Project 2: Are we missing JSON on our flight? (4 days)

Background

Delayed flights are not something most people look forward to. In the best case scenario you may only wait a few extra minutes for the plane to be cleaned. However, those few minutes can stretch into hours if a mechanical issue is discovered or a storm develops. Arriving hours late may result in you missing a connecting flight, job interview, or your best friend’s wedding.

In 2003 the Bureau of Transportation Statistics (BTS) began collecting data on the causes of delayed flights. The categories they use are Air Carrier, National Aviation System, Weather, Late-Arriving Aircraft, and Security. You can visit the BTS website to read definitions of these categories.

This json file contains information on delays at 7 airports over 10 years. Your task is to clean the data, search for insights about flight delays, and communicate your results using the provided template. If you have completed the checkpoints for Unit 5, then you are ready to answer the Grand Questions listed below. Refer to the readings for additional help.

Data:

Download: JSON File
Information: Data Description

Readings:

Optional References

Grand Questions:

  1. Which airport has the worst delays? How did you choose to define “worst”? As part of your answer include a table that lists the total number of flights, total number of delayed flights, proportion of delayed flights, and average delay time in hours, for each airport.

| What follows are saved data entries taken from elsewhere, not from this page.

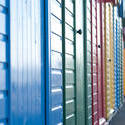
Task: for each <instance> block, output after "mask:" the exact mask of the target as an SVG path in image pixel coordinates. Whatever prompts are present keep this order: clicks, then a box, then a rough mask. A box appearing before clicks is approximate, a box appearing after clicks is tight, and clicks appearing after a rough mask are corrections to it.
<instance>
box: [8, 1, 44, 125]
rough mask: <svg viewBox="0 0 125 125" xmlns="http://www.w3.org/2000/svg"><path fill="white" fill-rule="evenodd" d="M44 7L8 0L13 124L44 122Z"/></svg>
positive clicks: (36, 122)
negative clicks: (10, 58) (9, 13)
mask: <svg viewBox="0 0 125 125" xmlns="http://www.w3.org/2000/svg"><path fill="white" fill-rule="evenodd" d="M43 5H44V2H43V1H40V0H37V1H36V0H27V1H26V0H10V13H11V15H10V22H11V29H10V31H11V36H10V40H11V46H10V49H11V62H10V63H11V103H10V105H11V112H10V115H11V121H10V123H11V124H12V125H23V124H27V125H34V124H37V125H40V124H44V122H45V117H44V116H45V115H44V113H45V112H44V109H45V107H44V102H45V101H44V92H45V91H44V88H45V86H44V85H45V82H44V67H45V66H44V62H45V60H44V54H45V53H44V48H45V47H44V22H43V21H44V20H43V19H44V16H43V13H44V12H43V11H44V6H43Z"/></svg>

  2. What is the worst month to fly if you want to avoid delays? Include one chart to help support your answer, with the x-axis ordered by month. You also need to explain and justify how you chose to handle the missing Month data.

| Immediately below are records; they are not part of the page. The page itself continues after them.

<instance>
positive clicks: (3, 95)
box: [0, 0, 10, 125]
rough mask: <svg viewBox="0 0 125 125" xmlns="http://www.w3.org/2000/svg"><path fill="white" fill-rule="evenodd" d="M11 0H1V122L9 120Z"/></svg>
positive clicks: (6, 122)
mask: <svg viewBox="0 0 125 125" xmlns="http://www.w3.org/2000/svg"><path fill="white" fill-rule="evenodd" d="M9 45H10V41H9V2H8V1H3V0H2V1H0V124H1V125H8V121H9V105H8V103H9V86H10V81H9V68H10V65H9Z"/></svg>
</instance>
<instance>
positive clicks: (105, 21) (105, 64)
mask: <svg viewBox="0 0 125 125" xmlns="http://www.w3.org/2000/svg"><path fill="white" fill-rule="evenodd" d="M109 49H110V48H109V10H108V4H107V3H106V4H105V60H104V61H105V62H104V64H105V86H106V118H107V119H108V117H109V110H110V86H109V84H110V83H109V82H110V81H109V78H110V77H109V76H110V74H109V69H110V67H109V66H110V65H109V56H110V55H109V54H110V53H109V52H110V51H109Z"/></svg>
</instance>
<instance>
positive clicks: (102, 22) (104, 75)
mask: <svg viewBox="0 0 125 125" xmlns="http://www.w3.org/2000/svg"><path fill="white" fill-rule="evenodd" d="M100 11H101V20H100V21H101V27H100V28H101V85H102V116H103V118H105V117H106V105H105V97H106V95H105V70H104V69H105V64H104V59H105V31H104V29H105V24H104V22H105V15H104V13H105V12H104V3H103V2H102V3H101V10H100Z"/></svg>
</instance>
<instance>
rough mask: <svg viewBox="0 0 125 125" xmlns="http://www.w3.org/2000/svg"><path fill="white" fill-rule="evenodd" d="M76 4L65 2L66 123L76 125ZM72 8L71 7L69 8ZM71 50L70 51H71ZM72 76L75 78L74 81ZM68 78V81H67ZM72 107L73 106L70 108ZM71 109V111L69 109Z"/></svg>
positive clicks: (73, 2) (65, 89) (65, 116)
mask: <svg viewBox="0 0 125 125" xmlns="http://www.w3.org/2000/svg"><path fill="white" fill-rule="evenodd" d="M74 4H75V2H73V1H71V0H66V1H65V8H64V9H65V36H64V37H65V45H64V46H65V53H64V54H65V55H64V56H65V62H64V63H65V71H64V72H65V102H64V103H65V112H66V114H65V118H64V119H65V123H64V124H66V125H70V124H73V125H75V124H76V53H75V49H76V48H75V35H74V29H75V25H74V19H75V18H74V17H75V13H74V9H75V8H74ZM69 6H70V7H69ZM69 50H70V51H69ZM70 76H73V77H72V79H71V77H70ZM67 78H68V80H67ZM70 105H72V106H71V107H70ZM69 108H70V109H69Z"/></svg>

  3. According to the BTS website the Weather category only accounts for severe weather delays. Other “mild” weather delays are included as part of the NAS category and the Late-Arriving Aircraft category. Calculate the total number of flights delayed by weather (either severe or mild) using these two rules:

    1. 30% of all delayed flights in the Late-Arriving category are due to weather.
    2. From April to August, 40% of delayed flights in the NAS category are due to weather. The rest of the months, the proportion rises to 65%.
  4. Create a barplot showing the proportion of all flights that are delayed by weather at each airport. What do you learn from this graph (Careful to handle the missing Late Aircraft data correctly)?

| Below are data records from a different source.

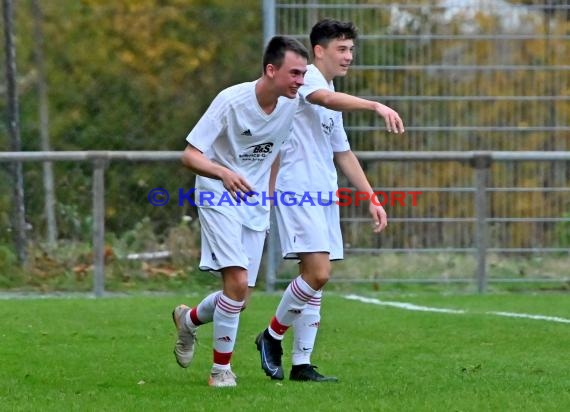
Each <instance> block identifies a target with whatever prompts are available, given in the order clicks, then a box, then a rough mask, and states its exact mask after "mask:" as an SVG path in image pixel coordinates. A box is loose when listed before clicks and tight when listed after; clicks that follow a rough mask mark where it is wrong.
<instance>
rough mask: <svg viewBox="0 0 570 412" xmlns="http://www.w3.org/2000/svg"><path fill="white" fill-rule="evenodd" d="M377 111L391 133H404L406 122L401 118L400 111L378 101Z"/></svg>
mask: <svg viewBox="0 0 570 412" xmlns="http://www.w3.org/2000/svg"><path fill="white" fill-rule="evenodd" d="M376 113H378V115H379V116H381V117H382V118H383V119H384V121H385V122H386V130H388V132H390V133H392V132H393V133H396V134H401V133H404V122H403V121H402V119H401V118H400V115H399V114H398V112H396V111H395V110H393V109H390V108H389V107H388V106H385V105H383V104H381V103H378V107H377V109H376Z"/></svg>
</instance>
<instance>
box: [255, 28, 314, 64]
mask: <svg viewBox="0 0 570 412" xmlns="http://www.w3.org/2000/svg"><path fill="white" fill-rule="evenodd" d="M287 51H291V52H293V53H296V54H298V55H299V56H302V57H304V58H305V59H307V60H309V52H308V51H307V48H306V47H305V46H303V44H302V43H301V42H300V41H299V40H296V39H294V38H292V37H288V36H273V37H272V38H271V40H269V43H267V46H266V47H265V52H264V53H263V73H265V68H266V67H267V65H268V64H272V65H274V66H275V67H277V68H279V67H281V65H282V64H283V60H284V59H285V53H286V52H287Z"/></svg>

  5. Fix all of the varied NA types in the data to be consistent and save the file back out in the same format that was provided (this file shouldn’t have the missing values replaced with a value). Include one record example from your exported JSON file that has a missing value (No imputation in this file).

Deliverables:

Use this template to submit your Client Report. The template has three sections (for additional details please see the instructional template):

  1. An “elevator pitch” that summarizes the entire case study.
  2. Answers to the grand questions that include text, pictures, and tables.
  3. An appendix that provides your commented code and justification for any programming that required you to choose an option.